1981年大阪府生まれ。京都大学で生物学を学び、東京大学で修士号取得。米ニューヨークの金融機関に3年間勤務した後、ハーバード大学大学院で理学修士号を取得。グーグルに入社し、フィンテック(金融サービスと情報技術を結びつけたさまざまな革新的な動きのこと)や人工知能(AI)などで日本企業のデジタル活用を推進。ハーバード大学客員研究員。日米のリーダー間にネットワークを構築するプログラム「US‐Japan Leadership PROGRAM」諮問機関委員、2018年より米国のベンチャーキャピタルDNX Ventures インダストリーパートナー。京都大学大学院特任准教授。企業の顧問も務め、著書に『次のテクノロジーで世界はどう変わるのか』(講談社現代新書)がある。

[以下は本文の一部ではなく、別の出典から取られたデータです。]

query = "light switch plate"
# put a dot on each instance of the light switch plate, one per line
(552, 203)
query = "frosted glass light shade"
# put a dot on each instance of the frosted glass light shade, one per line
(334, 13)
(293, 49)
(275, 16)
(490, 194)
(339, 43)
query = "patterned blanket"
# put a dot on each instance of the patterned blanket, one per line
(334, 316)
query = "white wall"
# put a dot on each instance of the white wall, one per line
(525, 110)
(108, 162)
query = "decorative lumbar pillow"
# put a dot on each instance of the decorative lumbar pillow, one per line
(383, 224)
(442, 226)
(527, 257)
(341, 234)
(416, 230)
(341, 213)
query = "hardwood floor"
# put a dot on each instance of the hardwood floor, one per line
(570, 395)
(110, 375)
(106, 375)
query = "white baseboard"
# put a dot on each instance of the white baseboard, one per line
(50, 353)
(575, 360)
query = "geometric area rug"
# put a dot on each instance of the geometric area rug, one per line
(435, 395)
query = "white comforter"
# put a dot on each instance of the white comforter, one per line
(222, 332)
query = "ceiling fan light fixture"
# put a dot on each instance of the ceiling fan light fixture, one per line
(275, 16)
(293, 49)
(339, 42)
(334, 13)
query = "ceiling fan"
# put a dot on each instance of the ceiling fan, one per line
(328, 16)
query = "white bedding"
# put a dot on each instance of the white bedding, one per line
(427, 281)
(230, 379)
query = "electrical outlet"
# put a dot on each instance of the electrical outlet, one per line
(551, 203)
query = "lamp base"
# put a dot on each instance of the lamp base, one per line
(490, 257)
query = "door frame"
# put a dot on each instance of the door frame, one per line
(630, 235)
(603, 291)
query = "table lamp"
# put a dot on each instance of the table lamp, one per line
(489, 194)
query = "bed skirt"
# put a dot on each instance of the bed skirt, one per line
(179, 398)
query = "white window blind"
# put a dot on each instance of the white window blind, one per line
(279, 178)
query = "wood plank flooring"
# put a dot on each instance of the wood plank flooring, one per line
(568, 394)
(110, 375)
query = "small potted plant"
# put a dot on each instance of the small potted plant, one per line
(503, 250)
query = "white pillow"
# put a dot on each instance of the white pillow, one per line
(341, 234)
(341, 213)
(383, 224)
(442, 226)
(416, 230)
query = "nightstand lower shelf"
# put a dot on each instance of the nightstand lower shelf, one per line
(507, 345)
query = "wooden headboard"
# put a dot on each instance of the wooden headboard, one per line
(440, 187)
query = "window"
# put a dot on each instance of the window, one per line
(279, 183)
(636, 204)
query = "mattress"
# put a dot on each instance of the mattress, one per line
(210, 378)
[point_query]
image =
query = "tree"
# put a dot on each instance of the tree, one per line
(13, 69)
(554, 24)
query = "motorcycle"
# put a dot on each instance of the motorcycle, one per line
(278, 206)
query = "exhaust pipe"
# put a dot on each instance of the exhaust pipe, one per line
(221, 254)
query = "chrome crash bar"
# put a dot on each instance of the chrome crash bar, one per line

「世の中を変えたい」という情熱を持ち続け、さまざまな経歴を経て現在は国内外のベンチャー企業や日本企業を支援する投資家の山本康正さん。常に志を高く持ち、夢をかなえるために多彩な領域で学び続けてきたご経験から、日本の子どもたちにも「見晴らしの良い場所」で学ぶことを勧めます。投資家というお仕事のやりがいや公文式で学んだ思い出、そして子どもたちに身につけてほしい力などについてうかがいました。

ニューヨークで日本の存在感の薄さに衝撃
日本のポテンシャルを世界で活かすには?

山本康正さん

京都大学時代、交換留学でニュージーランドを訪問して環境問題に触れました。それがきっかけで、理系と文系がミックスされた分野を学びたいと考え、東京大学大学院に進みました。大学院時代には、外務省でインターンをして、途上国への円借款に触れ、金融の大切さを痛感。それで25歳で世界の金融の中心、ニューヨークへ渡りました。

衝撃的だったのは、経済規模では当時世界第2位だったにもかかわらず、日本の話題がほとんど出ないことです。勤務していた現地の金融機関でも、日本関連の取引高はどんどん減っていき、日本の存在感が薄れていくことに危機感を感じました。もっと学ぶ必要性を感じて、ハーバード大学公衆衛生大学院(パブリックヘルス)に入り、途上国に対する支援や公共投資、感染症対策など、社会課題に対してアプローチする方法を学びました。

ただ、ハーバード大学でも日本人は少数でした。そもそも出願する日本人、挑もうとする日本人が少ないんです。こうした状況を目の当たりにして、「日本がポテンシャルを活かして世界で活躍するにはどうしたらよいか」を考えるようになりました。

ベンチャー企業でも世界を目指そうという日本人はあまりいません。海外に出ていこうという選択肢が視野にないことと、英語力の問題が壁になっているのです。日本人はもっとハングリーに、自分の実力より10倍、100倍にチャレンジするくらいのたくましさがあってよいのではないでしょうか。英語については、「耳がいい」とされる小学生、プログラミング(データサイエンス)についても早めからやっておくべきだと思います。

自分の経験から、将来、留学や仕事で海外に出たいと考えている子どもたちには、「まずは行ってみて」と背中を押したいですね。世界に約70億人いる中、日本の人口は1億人あまり。日本の外にいる69億人を見て、肌で感じたうえで、自分がどうしたいかを決めるとよいでしょう。

気軽に挑戦してダメだったら帰ってくればいい。その悔しさをバネに、さらに英語を勉強するなどすればよいのです。ただ、「日本の常識は世界の非常識」という姿勢は持っていてください。また、学ぶ際に留意しておいてほしいのは、勉強の領域やキャリアは、一方通行の箇所が多いということです。理系から文系に移るのは、比較的簡単だったりしますが、逆は大変です。日本の大学から海外のトップレベルの大学院は大変ですが、逆は比較的入りやすかったりします。